The number of Gaussian primes

Question

Let $n$ be a natural number $\ge 2$.

Let $\pi(n)$ be the number of primes $(p)$ for $p\le n$ and $\pi g(n)$ the number of Gausian primes $(z = x + yi )$ for $|x|$ and $|y| \le n$.

Can the ratio $\pi g(n)/\pi(n)^2$ has a limit for $n \to \infty$?

Answer 1

First, let's simplify the problem to the more natural variant where the bounds defining $\pi g(n)$ are $x^2 + y^2 \le n^2$. Since you mention $|x|,|y|$ I will assume you intend to include all conjugates of a given Gaussian prime in the count, but it's a distinction that doesn't make much difference to what follows.

Under this simplification, (let's call it) $\pi g'(n)$ is essentially $8$ times the number of primes congruent to $1 \pmod 4$ up to $n^2$, ignoring some insignificant terms: the $O(1)$ contribution from the prime $2$ and the $o(n)$ contribution from rational Gaussian primes like $7$. The latter is asymptotic to $n^2/(4 \log n)$ by the Prime Number Theorem for arithmetic progressions, so $\pi g'(n) \sim 2n^2/\log n$.

$\pi(n)$ is of course, asymptotic to $n/\log n$. So the ratio $\pi g'(n)/\pi(n)^2$ grows like $O(\log n)$ and thus it does not have a limit.
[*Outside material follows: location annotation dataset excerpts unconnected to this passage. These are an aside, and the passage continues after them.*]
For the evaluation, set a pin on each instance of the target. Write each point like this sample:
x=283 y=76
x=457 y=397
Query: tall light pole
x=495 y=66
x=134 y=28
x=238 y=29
Since your square bounding region is even larger than the circle, the same divergence holds for $\pi g(n)$.

It would be more interesting to eliminate the $\log n$ factor by considering something like $\pi g(n)/(n \pi(n))$. In that case I believe there are equidistribution results due to Hecke which would probably be enough to establish an asymptotic for the number of Gaussian primes inside the square bounding box (I expect it would be the same as the circle but scaled by a constant proportionate to the ratio of the areas, so $4/\pi$).